There isn't any single unifying factor that ties these stories together, other than that large umbrella term 'speculative fiction' and the fact that all writers are professing Christians. This resulted in a rather mish-mash offering (this is explained in the Editor's Introduction), in which case it comes across as more of a sampler than anything else.
Mark Venturini's The Bones Don't Lie is a stellar start to the book; fantasy with a slight religious bent.

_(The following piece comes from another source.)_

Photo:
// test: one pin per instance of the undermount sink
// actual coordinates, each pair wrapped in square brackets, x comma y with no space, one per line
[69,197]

The Disembodied Hand (Jill Domschot) turned a little more paranormal (and slightly creepy) as was Richard New's Escapee. Though I have to say I didn't quite expect the twist at the end of the latter.
Nether Ore by Kirk Outerbridge was another excellent piece -- and one of the more scifi ones, also with a lovely twist at the end! I'd like to read a sequel to this if there is one. (It's also a story I could imagine becoming a full novel, if it isn't already one)
Cindy Emmet Smith's A Model of Decorum was slightly predictable as a retelling of Little Red Riding Hood, but still very well-crafted. I rather enjoyed it, even though I could see the ending from miles away.
Dental Troll (Lisa Godfrees) was sheer fun -- and a little younger, whilst L Jagi Lamplighter's HMS Mangled Treasure kept that light, humorous tone in a rather more serious (and disturbing) story.
Another more scifi offering was Domo by Joshua M Young, with sentient robots slightly reminiscent of Asimov.
Cameo (Linda Burklin) went back to something more fantasy, featuring a magical artifact with time-travelling properties and a murder mystery to solve. It had me thinking of Skyping Back in Time which has roughly the same premise.
Going back to the more freaky/weird were Clay's Fire (Kat Heckenbach), Ghost Roommate (Matthew Sketchley) and Baby, Don't Cry (R V Saunders) in a WTH, Paranormal, and Scifi way respectively. Oh wait, and
The Water Man (Sherry Rossman) as well, which I don't think I really got.
The final story in the anthology was Kerry Nietz's Graxin. It's a well-written story about an AI in space, reminiscent of Quinn's Containment. (Though Graxin was first published in 2012, so should that be the other way around?)
Anyway, as you can see, Mythic Orbits 2016 seems to have a little bit of everything, which makes it a rather hard thing to define.
Note: I received a sponsored copy of this book by the publisher for review purposes.